Parametric study of simultaneous transient conduction and radiation in a two-dimensional participating medium

The lattice Boltzmann method (LBM) has been used to solve the energy equation of a transient conduction–radiation heat transfer problem in a two dimensional Cartesian enclosure filled with an emitting, absorbing and scattering media. The control volume finite element method (CVFEM) is used to obtain the radiative information. Based on this new nonlinear hybrid algorithm, the effects of various influencing parameters on the transient thermal response such as the scattering albedo, the conduction–radiation parameter, and the wall emissivity are studied on the distributions of temperature, radiative heat fluxes. Numerical results are presented as compared with other published works and they are found to be in satisfactory agreement. The advantages of the proposed numerical approach include, among others, simple implementation on a computer, accurate CPU time and capability of stable simulation.

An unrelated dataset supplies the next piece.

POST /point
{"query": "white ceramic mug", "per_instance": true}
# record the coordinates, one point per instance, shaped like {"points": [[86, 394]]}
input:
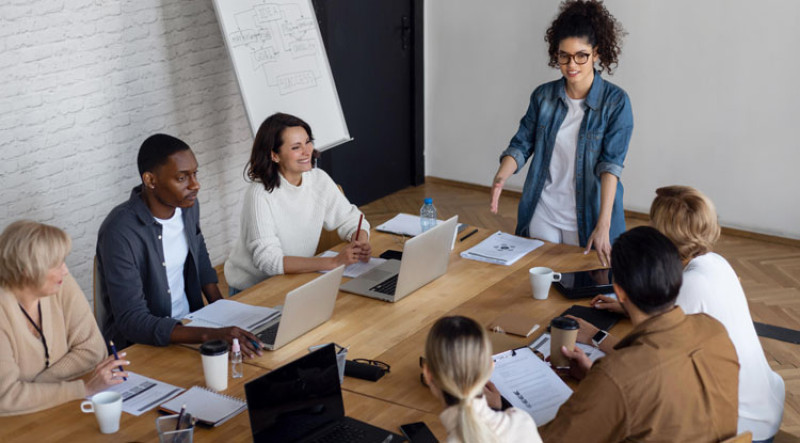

Therfore, the method can capture fundamental behaviours in thermal flows of engineering interest, in addition it will have computaional advantages when the geometry is more complex.

► A new hybrid algorithm is solved numerically by the CVFEM in conjunction with the LBM.
► Highlighting a parametric study of simultaneous transient conduction and radiation in a 2D medium.
► The effect of variable emissivity and variable mixed boundary conditions is highlighted.
► Combining the numerical advantages of the LBM and the CVFEM.
► A new algorithm revealing additional advantages on parallel computing platforms.